Intorno a quei due e al Vassallo, anch'egli siciliano, a poco per volta si raccolsero i più colti, e si formò a poppa un crocchio simpaticissimo. Il Faldella magnificava l'Inghilterra e non ammirava che gl'inglesi; l'Agnetta i francesi: la discussione si animava, e le ore passavano piacevolmente.
Si costeggiò con buon tempo la Corsica verdeggiante. Alle bocche di Bonifacio il vento rinfrescò, e non senza pericolo, mancando noi di pilota, si poggiò all'isola della Maddalena per approvigionarci di carbone, avendo l'Utile la stiva ingombra di casse, e non tenendo posto che per il combustibile di due giorni.
Gl'isolani, che ci guardavano in gruppi su la spiaggia perché giorno di domenica (27 maggio), saputo che andavamo a raggiungere Garibaldi, ci festeggiarono cordialmente. Ma le autorità locali, insospettite, opposero molte difficoltà allo sbarco e all'approvigionamento, e solo in seguito a uno scambio di telegrammi col ministero si ottenne quanto occorreva. Passammo dei brutti momenti appena arrivati, mentre vedevamo Agnetta sbracciarsi a discutere su la calata con gli ufficiali del porto, per timore di non poter proseguire il cammino.

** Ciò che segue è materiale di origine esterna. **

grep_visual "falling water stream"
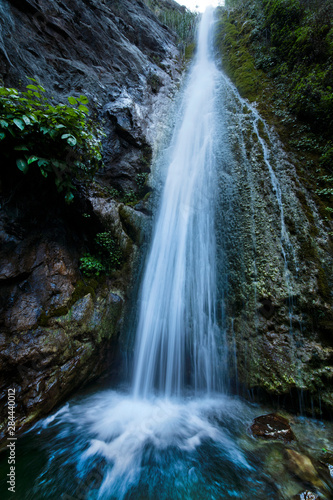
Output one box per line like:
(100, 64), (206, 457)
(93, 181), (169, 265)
(1, 8), (333, 500)
(133, 8), (222, 399)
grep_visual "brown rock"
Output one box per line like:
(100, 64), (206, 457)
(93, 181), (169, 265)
(286, 449), (323, 489)
(250, 413), (296, 442)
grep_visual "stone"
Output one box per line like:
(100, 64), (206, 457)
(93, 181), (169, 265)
(118, 204), (148, 246)
(292, 492), (319, 500)
(250, 413), (296, 442)
(285, 449), (323, 490)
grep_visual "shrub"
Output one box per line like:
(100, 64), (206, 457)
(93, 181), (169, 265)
(80, 231), (123, 278)
(0, 80), (104, 202)
(79, 254), (106, 277)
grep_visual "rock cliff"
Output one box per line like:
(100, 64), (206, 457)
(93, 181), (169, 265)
(0, 0), (183, 440)
(215, 2), (333, 415)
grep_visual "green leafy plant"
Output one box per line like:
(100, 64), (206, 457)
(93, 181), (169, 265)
(95, 231), (123, 270)
(135, 172), (148, 191)
(79, 254), (106, 277)
(0, 80), (104, 202)
(80, 231), (123, 277)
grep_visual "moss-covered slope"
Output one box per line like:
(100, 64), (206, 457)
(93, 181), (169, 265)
(215, 0), (333, 414)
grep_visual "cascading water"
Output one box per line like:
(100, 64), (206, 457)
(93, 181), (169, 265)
(133, 8), (222, 398)
(2, 8), (333, 500)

La condotta ostile dei rappresentanti del governo, la proibizione per parte dell'Agnetta d'impostar lettere, a fine, ei diceva, di dare a conoscere il meno possibile la rotta dell'Utile, la mancanza assoluta di notizie di Garibaldi, la constatata deficienza di qualità nautiche del nostro legno, formavano un assieme di circostanze, che
non potevano non colpire le nostre menti. E infatti uno dei nostri fu colto dal panico, e al levar dell'ancora si fece calare a terra per ritornarsene a Genova. Ma ad onore della spedizione, il suo esempio non fu imitato, ed egli stesso, più tardi, mosse per la Sicilia, ove al fuoco cancellò il ricordo di quell'ora di debolezza.